There are some differences in terms of the amount of code one has to write in either approach but this is not (in my mind) the main point. The difference is in how things are evaluated:
In the list-based approach the code of pickEvensViaLists() iterates over the entire list. it will remove all odd values from the list and only then will return back to main(). The list that it returned to main() will therefore contain four values: 10, 12, 20, 30 and main() will print just the first two.
In the stream-based approach the code of pickEvensViaStreams() does not actually iterate over anything. It returns a stream who else can be computed off of the input stream but it did not yet compute any one of them. Only when main() starts iterating (via forEach()) will the elements of the returned stream be computed, one by one. As main() only cares about the first two elements only two elements of the returned stream are actually computed.
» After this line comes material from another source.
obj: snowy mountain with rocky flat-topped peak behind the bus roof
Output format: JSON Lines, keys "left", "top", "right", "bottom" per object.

In other words: with stream you get lazy evaluation: streams are iterated only much as needed.
To see that let's examine the output of this program:
--------------------------------------------
list-based filtering:
processing list element 10
processing list element 12
processing list element 13
processing list element 15
processing list element 17
processing list element 19
processing list element 20
processing list element 30
10
12
--------------------------------------------
stream-based filtering:
processing stream element 10
10
processing stream element 12
12
with lists the entire input was iterated over (hence the eight "processing list element" messages). With stream only two elements were actually extracted from the input resulting in only two "processing stream element" messages.